History

United States
- Name: USS Genevieve
- Namesake: Previous name retained
- Completed: 1895
- Acquired: 19 September 1918
- Commissioned: 9 December 1918
- Decommissioned: 9 August 1919
- Fate: Sold 20 November 1919
- Notes: Operated as private yacht and commercial fishing boat Genevieve 1895–1917

General characteristics
- Type: Ferry
- Displacement: 95 tons
- Length: 82 ft (25 m)
- Beam: 16 ft (4.9 m)
- Draft: 5 ft (1.5 m)
- Propulsion: Steam engine
- Speed: 12 knots
- Capacity: 73 passengers
- Armament: None

= USS Genevieve =

Ferry of the United States Navy

USS Genevieve (SP-459) was a United States Navy ferry in commission from 1918 to 1919.

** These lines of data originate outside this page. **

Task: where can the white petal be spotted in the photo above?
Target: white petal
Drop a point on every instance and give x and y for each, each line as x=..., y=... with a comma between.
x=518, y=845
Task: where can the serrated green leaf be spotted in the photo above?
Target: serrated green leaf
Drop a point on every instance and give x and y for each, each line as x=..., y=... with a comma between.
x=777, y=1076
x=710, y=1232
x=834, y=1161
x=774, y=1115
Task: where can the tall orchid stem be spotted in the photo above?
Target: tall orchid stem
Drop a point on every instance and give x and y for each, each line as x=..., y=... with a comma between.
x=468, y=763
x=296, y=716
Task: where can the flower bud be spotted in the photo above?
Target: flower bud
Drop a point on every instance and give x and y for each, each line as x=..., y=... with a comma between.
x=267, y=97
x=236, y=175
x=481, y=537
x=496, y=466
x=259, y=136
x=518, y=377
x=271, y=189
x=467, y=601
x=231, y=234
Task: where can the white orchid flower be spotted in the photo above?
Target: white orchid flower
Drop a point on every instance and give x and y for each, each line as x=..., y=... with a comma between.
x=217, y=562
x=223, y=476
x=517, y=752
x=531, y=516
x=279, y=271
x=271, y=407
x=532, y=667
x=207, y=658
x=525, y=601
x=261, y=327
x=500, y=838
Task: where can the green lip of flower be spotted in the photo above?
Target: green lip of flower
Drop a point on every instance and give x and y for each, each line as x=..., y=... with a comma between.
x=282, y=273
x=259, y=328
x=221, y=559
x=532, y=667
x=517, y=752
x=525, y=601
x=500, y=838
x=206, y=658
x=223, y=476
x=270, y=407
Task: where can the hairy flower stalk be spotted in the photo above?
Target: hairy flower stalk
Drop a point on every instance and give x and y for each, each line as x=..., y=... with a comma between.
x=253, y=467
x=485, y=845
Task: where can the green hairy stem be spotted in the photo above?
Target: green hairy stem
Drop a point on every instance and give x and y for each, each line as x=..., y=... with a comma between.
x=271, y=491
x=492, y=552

Genevieve was built as a private steam yacht of the same name in 1895 at New Bedford, Massachusetts. She later was converted for use as a charter fishing boat.

On 19 September 1918, the U.S. Navy purchased Genevieve from her owners, F. H. Myer and A. S. Smith of New York City, for use as a section patrol vessel during World War I, although the war ended on 11 November 1918 before her commissioning . However, she was commissioned as USS Genevieve (SP-459) on 9 December 1918.

Assigned to the Naval Overseas Transportation Service in the 3rd Naval District, Genevieve operated as a water taxi in the New York City area throughout her nine-month naval career, often carrying civilian working parties and their gear from dock to dock and ship to shore.

Genevieve was decommissioned on 9 August 1919 and sold on 20 November 1919 to Marvin Briggs, Inc. of New York City.